There are no easy decisions for venues, vendors or those planning an event, but with some calm thinking and open communication, the right decisions can be made. To help you manage your event or wedding, we’ve collated some guidance on what questions to ask yourself, how to communicate with the people involved and what your options are if you aren’t able to go through with your planned wedding or event.

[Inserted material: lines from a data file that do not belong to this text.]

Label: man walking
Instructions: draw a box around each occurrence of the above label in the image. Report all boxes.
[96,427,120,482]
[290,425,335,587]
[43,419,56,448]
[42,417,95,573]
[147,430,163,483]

Step One: Consider The Likelihood Of Cancellation
Events In 2020 Will Be Impacted By Coronavirus
Most events scheduled for 2020 will be impacted by COVID-19. The likelihood of you needing to cancel your event will vary based on how imminent it is:
- Event is very soon – If your event is planned for April 2020, then you can safely assume it will be cancelled, either by you due to the inability for guests to attend or by the venue, which may be closed.
- Event is soon – If you have an event planned for between May and August 2020, there is a high chance of it needing to be cancelled due to coronavirus, though at this stage it’s not certain. UK and European governments are assessing lockdowns and which businesses can stay open every few weeks so it’s not a certainty yet that you’ll have to cancel.
- Event is coming up – We’re talking here about events in the later part of 2020, from August to December. It is hoped lockdowns will be lifted and venues re-opened by then but since the spread of COVID-19 is still developing this is still unknown. Events later in 2020 don’t need to be cancelled yet but you should keep up to date with the latest guidance.
- Events next year – There isn’t a need to cancel events in 2021 yet, though you may still want to look at the guidance below to ensure you are prepared to make a decision should coronavirus continue to be an issue throughout 2020.
Events In Europe Are More Likely To Be Cancelled Than In The UK
The UK is currently in lockdown, along with many European countries, including those hit hardest by COVID-19 like Spain and Italy. Borders closing creates an additional barrier for events taking place in Europe, along with concerns from guests in the wake of coronavirus – even once it has been stalled.
Step Two: Check Your Insurance & Cancellation Policies
Once you’ve considered whether or not your event is going to be cancelled, and when you might need to think about making that decision, you should review any insurance you have in place and the cancellation policies of your vendors.
Even if you don’t need to cancel your event straight away, now is the time to refamiliarise yourself with what your insurance policy will and won’t cover.
Check Your Insurance For Infectious Diseases & Government Intervention Coverage
Not all cancellation and insurance policies are one and the same. There will be specific legal stipulations in each which make different sides liable for costs. If you have to cancel your event due to COVID-19, or think you might have to, you need to look for specific sections that mention your coverage due to infectious diseases/pandemics and government intervention/lockdowns.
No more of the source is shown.